Further, described order-checking system also comprises order-checking refined solution, EDTA, dehydrated alcohol, 75% ethanol, HIDI and BigdyeTerminatorV3.1.
Further, described order-checking refined solution comprises shrimp alkaline phosphotase and exonuclease I.

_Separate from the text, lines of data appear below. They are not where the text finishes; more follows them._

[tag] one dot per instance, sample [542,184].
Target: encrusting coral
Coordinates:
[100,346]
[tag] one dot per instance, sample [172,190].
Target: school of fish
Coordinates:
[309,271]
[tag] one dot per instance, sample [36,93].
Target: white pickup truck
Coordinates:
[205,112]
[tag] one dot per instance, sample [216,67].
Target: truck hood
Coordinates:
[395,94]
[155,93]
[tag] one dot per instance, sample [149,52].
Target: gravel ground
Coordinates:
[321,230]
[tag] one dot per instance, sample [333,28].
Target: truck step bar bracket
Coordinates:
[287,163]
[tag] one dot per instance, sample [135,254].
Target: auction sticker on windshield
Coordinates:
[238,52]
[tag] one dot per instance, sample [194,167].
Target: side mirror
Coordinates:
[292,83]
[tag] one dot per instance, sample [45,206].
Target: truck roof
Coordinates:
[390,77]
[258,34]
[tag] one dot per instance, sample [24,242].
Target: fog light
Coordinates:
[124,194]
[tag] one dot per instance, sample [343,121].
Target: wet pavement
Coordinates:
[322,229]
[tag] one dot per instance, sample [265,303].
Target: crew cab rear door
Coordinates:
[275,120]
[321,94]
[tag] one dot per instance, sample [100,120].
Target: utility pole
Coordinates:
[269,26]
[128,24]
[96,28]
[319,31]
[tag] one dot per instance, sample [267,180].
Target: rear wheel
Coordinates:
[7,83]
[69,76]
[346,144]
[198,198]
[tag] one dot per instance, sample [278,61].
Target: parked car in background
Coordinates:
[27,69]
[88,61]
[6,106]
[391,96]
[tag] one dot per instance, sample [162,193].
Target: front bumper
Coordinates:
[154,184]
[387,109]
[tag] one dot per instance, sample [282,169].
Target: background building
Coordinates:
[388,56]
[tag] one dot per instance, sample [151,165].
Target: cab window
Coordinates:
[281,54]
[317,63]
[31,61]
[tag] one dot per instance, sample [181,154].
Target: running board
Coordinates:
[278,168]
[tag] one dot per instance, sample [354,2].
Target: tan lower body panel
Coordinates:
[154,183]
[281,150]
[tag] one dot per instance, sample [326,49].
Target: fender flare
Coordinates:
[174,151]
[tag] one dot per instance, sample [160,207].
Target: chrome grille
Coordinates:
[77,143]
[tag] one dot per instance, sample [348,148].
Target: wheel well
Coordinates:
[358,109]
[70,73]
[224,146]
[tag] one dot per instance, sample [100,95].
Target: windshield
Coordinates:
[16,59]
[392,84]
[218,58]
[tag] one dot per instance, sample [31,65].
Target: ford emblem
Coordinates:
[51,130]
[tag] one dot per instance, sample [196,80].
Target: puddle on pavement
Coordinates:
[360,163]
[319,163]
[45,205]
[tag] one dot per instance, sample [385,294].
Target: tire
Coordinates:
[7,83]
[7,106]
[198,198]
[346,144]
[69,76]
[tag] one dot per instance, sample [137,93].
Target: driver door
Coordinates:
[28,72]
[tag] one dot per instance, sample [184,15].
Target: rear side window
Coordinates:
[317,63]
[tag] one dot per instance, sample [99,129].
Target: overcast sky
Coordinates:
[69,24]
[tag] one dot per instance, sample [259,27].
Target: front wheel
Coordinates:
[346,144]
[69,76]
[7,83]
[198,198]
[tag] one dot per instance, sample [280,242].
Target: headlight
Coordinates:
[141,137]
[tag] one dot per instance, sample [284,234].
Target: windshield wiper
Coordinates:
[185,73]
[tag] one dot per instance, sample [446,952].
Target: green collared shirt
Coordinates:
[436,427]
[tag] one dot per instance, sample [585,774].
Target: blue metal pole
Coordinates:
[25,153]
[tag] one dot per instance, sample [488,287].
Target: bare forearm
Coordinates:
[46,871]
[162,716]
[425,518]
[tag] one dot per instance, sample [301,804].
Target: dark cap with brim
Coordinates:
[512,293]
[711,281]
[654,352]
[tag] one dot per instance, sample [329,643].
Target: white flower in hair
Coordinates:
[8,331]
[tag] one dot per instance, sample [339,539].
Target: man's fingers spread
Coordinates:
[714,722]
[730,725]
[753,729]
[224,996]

The present invention devises amplification and covers and detect that 7 of FIX gene full exon sequence aligns, reverse primer, and the upstream primer 5 ' at pcr amplification of novelty end and downstream primer 5 ' are held and added the M13-F primer sequence of a segment length 18bp and the M13-R primer sequence of long 16bp respectively.Introduced M13-F and M13-R primer sequence all can be brought in such amplified production two ends, and when carrying out sequencing reaction subsequently, all amplified productions can use unified M13-F and M13-R primer to carry out forward and reverse order-checking.Because FIX gene has 8 exons, each pattern detection needs amplification 7 PCR primer, if each product uses respective sequencing primer to check order, operation will be very loaded down with trivial details, also very easily causes pollution.And the such design of this test kit effectively avoids this problem, enormously simplify the operation steps of sequencing reaction, makes whole process very convenient.Simultaneously by the reaction conditions such as concentration, annealing temperature of the forward and reverse primer of adjustment, amplification efficiency can be made to reach best.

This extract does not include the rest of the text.